The DNA synthesis inhibitor can include, for example, 5-FU. The tyrosine kinase inhibitor can include, for example, genistein, tyrphostine, and erbstatin. The antiplatelet drug can include, for example, ticlopidine, cilostazol, and clopidogrel. The antiinflammatory drug can include, for example, such steroid as dexamethasone and prednisolone.

The tissue-derived biomaterial can include, for example, EGF (epidermal growth factor), VEGF (vascular endothelial growth factor), HGF (hepatocyte growth factor), PDGF (platelet derived growth factor), and BFGF (basic fibrolast growth factor).

The interferon can include, for example, interferon-γ1a. The NO generation promoting substance can include, for example, L-arginine.

The foregoing physiologically active agents may be used alone or in combination with one another as a mixture. At least one of them can be contained in the bioabsorbable stent for positive prevention of restenosis. For example, whether one or two or more of the physiologically active agents are used can depend on the specific case. The physiologically active agents to be contained in the bioabsorbable stent are not restricted in amount and can be selected depending on the specific case. An exemplary amount is 1 to 50 wt %, for example, 5 to 20 wt %, for the total amount of the bioabsorbable aliphatic polyester and the aromatic compound both mentioned above. This amount can be sufficient for positive prevention of restenosis and occulusion.

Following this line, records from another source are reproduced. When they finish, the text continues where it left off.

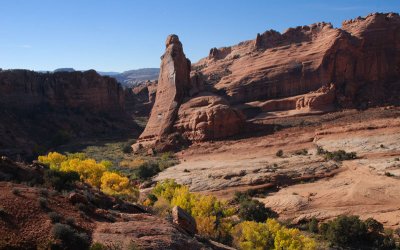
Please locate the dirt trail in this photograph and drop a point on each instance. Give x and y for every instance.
(368, 186)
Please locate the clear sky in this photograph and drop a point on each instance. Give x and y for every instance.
(118, 35)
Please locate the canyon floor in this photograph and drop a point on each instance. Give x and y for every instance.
(301, 183)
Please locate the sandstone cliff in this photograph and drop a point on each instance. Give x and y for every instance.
(182, 106)
(43, 110)
(361, 59)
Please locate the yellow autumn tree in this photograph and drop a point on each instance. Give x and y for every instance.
(89, 170)
(53, 159)
(249, 235)
(270, 235)
(115, 184)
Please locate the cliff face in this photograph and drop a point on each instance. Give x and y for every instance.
(173, 84)
(41, 111)
(361, 59)
(182, 106)
(28, 90)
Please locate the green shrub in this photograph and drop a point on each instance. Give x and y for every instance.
(70, 238)
(70, 221)
(3, 211)
(44, 192)
(16, 191)
(98, 246)
(54, 217)
(254, 210)
(313, 225)
(127, 149)
(60, 180)
(301, 152)
(350, 231)
(42, 202)
(339, 155)
(148, 170)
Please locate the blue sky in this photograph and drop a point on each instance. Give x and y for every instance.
(118, 35)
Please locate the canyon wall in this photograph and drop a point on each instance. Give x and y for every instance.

The biodegradable polymer is a polymer which can gradually decompose after the stent has been placed at the lesion. It is not specifically restricted. For example, it can have no adverse effect on the living body of human or animal. Those excelling in living body stability are exemplary. Examples of the biodegradable polymer include not only the above-mentioned bioabsorbable aliphatic polyester but also at least one polymer selected from poly-α-amino acid, collagen, laminin, heparan sulfate, fibronectin, vitronectin, chondroitin sulfate, hyaluronic acid, and polymer of cinnamic acid or cinnamic acid derivative, and copolymer of the constituent of said polymer with an arbitrary monomer and a mixture of said polymer and copolymer. The term “mixture” used in this specification is a broad concept covering complexes such as polymer alloys. In addition, the biodegradable polymer is not specifically restricted in the weight-average molecular weight, which may range from 10,000 to 1,000,000, for example, from 20,000 to 500,000, for example, from 50,000 to 200,000. The “weight-average molecular weight” just mentioned above may be measured by any suitable method including GPC, light-scattering method, viscosity method, and mass spectrometry (such as TOFMASS). The term “weight-average molecular weight” used in this specification denotes the value determined by GPC that employs polystyrene of known molecular weight as the reference substance. The above-mentioned biodegradable polymers may be used alone or in combination with one another as a mixture.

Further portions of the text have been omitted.